Kwantitatieve woningbehoefte

Als naar de kwantitatieve behoefte gekeken wordt blijkt dat er duidelijke verschillen zijn in de situatie per gemeente. Opvallend is het verschil in de huishoudenstop, die in Echt-Susteren en Roerdalen reeds op korte termijn wordt bereikt (2018/2019), in Leudal en Maasgouw bereikt wordt in 2024/2025 , in Weert, Nederweert bereikt wordt aan het einde van de geprognosticeerde periode (2030) en in Roermond pas lang daarna aan de orde is (2039). Over de gehele regio bezien geven de prognoses aan dat er in de periode 2018 tot en met 2028/2029 nog een toename van het aantal huishoudens zal plaatsvinden met 2,5%.

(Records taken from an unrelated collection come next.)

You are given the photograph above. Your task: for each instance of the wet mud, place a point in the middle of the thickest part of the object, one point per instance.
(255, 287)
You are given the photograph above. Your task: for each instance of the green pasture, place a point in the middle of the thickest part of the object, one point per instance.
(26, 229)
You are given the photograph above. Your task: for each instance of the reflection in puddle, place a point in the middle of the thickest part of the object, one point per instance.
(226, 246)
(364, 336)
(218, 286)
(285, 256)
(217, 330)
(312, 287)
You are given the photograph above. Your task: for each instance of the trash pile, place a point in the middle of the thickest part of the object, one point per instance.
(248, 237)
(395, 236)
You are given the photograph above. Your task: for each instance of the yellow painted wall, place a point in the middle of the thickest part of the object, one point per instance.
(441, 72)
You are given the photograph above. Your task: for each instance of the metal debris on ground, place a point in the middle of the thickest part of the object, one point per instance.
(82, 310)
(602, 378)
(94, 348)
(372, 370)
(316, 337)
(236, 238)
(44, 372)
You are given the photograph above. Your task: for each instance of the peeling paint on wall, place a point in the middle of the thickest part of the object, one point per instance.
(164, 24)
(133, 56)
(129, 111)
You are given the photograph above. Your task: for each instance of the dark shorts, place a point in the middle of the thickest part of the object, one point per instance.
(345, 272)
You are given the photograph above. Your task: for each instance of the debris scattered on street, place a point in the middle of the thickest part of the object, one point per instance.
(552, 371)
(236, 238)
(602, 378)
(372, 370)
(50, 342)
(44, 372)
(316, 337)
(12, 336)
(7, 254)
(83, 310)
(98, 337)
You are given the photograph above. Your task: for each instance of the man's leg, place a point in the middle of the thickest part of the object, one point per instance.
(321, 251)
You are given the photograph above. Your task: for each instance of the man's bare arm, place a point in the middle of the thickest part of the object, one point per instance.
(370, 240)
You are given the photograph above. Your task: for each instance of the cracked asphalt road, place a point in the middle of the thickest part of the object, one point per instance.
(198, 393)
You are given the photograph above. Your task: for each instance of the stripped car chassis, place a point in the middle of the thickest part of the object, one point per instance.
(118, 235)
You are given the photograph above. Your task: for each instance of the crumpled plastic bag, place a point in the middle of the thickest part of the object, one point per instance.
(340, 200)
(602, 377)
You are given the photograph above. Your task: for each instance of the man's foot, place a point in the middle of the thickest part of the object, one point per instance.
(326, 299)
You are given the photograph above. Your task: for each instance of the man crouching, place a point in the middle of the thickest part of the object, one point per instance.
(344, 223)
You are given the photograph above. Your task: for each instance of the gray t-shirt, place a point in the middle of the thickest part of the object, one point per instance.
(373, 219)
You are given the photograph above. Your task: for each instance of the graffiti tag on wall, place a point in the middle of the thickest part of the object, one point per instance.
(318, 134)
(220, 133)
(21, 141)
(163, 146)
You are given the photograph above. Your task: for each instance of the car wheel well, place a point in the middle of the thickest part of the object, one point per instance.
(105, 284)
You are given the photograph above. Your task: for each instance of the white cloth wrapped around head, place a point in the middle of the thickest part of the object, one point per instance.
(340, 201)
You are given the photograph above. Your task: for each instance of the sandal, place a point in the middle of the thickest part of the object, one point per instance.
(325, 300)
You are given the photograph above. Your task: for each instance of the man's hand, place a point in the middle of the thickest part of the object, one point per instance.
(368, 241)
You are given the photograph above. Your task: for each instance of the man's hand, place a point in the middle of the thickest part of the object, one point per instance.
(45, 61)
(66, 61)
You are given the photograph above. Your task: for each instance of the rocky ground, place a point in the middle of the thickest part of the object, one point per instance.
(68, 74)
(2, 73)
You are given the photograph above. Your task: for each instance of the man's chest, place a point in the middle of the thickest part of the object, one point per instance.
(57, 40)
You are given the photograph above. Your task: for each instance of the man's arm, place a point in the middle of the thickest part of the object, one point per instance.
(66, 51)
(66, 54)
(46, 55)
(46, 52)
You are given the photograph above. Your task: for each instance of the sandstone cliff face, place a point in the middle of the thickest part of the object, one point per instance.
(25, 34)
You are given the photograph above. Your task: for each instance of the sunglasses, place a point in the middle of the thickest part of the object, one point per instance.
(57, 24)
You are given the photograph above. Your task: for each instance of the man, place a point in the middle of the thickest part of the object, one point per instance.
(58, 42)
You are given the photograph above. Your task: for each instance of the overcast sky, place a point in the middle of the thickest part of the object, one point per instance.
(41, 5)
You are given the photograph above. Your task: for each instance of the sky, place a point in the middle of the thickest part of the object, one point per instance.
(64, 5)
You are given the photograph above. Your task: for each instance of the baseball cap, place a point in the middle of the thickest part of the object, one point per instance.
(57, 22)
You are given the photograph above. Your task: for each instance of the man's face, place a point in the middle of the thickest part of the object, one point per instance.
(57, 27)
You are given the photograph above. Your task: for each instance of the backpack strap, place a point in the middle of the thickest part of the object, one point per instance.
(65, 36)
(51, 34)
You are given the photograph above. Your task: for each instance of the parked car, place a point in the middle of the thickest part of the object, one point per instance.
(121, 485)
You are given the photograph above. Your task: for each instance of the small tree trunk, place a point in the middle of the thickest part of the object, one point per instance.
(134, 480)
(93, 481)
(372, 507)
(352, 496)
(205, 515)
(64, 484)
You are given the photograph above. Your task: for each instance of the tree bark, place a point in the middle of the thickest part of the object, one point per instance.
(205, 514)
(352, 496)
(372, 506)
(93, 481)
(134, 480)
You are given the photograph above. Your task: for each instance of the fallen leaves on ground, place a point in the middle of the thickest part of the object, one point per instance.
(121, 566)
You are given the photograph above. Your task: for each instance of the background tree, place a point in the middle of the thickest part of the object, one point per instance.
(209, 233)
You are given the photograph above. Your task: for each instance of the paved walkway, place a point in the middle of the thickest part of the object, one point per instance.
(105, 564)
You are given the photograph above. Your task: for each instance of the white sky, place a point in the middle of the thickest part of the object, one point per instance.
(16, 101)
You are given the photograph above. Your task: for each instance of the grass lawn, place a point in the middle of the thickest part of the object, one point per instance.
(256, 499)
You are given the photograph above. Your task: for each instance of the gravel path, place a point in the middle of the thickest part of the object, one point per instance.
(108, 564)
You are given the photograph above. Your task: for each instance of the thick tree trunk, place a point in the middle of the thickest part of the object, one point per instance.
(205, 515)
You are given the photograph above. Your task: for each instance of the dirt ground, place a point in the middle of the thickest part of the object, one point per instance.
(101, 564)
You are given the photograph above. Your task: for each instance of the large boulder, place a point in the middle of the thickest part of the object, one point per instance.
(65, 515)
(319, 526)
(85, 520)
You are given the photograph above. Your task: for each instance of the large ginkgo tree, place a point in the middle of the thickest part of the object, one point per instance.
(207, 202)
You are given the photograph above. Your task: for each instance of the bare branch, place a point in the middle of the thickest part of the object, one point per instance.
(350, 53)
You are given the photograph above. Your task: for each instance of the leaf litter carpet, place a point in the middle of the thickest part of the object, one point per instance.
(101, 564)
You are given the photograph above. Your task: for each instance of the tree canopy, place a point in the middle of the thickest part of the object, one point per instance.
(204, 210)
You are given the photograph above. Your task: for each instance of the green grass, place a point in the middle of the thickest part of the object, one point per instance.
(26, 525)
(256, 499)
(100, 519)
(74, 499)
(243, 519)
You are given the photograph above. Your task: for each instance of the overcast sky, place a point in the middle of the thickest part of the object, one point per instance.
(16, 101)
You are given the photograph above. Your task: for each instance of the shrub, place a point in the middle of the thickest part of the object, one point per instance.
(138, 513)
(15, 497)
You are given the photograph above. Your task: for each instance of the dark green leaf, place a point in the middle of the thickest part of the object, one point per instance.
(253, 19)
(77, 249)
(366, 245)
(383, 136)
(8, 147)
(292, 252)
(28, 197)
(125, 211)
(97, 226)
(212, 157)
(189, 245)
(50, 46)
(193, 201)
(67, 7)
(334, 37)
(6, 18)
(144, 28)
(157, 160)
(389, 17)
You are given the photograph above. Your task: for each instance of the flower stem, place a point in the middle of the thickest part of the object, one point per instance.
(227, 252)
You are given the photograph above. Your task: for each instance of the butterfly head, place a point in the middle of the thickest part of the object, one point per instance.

Het aantal jongerenhuishoudens en huishoudens in de middengroep (tot 65 jaar) neemt af. Het aantal ouderenhuishoudens neemt fors toe. De woningbehoefte wordt dan ook grotendeels door de groeiende groep ouderenhuishoudens bepaald. Van alle huishoudens behoort 48% tot de sociale doelgroep .

Kwalitatieve woningbehoefte

De kwalitatieve woningbehoefte bestaat grotendeels uit appartementen met lift en grondgebonden seniorenwoningen, zowel in de huur- als in de koopsector. De grootste uitval gaat ontstaan bij appartementen zonder lift en rij- /hoekwoningen in de huursector en bij rij/hoekwoningen en 2 onder 1 kapwoningen in de koopsector.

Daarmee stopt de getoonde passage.